Nonetheless, the TFA continues to play an indispensable role in clinical practice. It remains the preferred route in complex anatomical settings, including in patients with radial artery spasm, severe tortuosity, subclavian stenosis, or aberrant aortic arch anatomy (25). Additionally, the TFA is typically necessary for procedures requiring large-bore access or stent delivery systems, where radial artery caliber may be inadequate (26).
Despite the strengths of our systematic review, several limitations should be acknowledged. The number of studies was not large (N = 6), of which only two were RCTs. The remaining studies were observational, which could result in selection bias and limit the strength of causal inferences. Additionally, individual studies used small samples, which reduced the ability to detect infrequent outcomes, such as rare complications. Moreover, differences in reporting methods made the analysis more difficult. One of the studies (Ghosh et al. (14)) did not include important statistics, such as standard deviation (SD) for radiation exposure or fluoroscopy time, which prevented them from being included in the meta-analyses, thereby reducing the overall statistical strength. Moreover, the degree of expertise among the operators and the procedures used in each study may have influenced the outcomes, particularly for the TRA, which has a well-known learning curve. The demographic profile of participants was rather homogeneous, consisting primarily of middle-aged women, limiting generalizability to other populations with varied anatomical or clinical features.

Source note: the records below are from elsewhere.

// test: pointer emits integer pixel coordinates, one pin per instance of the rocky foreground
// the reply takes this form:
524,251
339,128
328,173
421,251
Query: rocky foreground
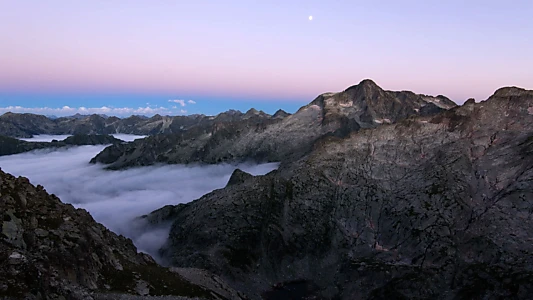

Importantly, long-term, patient-centered outcomes, including symptom recurrence, the need for reintervention, fertility outcomes, and standardized quality-of-life measures, were inconsistently reported or not systematically assessed across the included studies. Consequently, this meta-analysis primarily reflects short-term procedural and access-site outcomes. Future research should therefore focus on large, multicenter randomized controlled trials with standardized outcome reporting and planned long-term follow-up. Additional studies evaluating patient-centered outcomes such as recovery experience, patient satisfaction, and cost-effectiveness would further inform clinical decision-making and support the broader implementation of TRA where appropriate.
Conclusion
TRA is a safe and effective alternative to the TFA for UAE. It offers reduced radiation exposure, shorter procedure times, fewer access-site complications, and higher same-day discharge rates. While the TFA remains useful in select cases, the TRA may improve patient outcomes and procedural efficiency.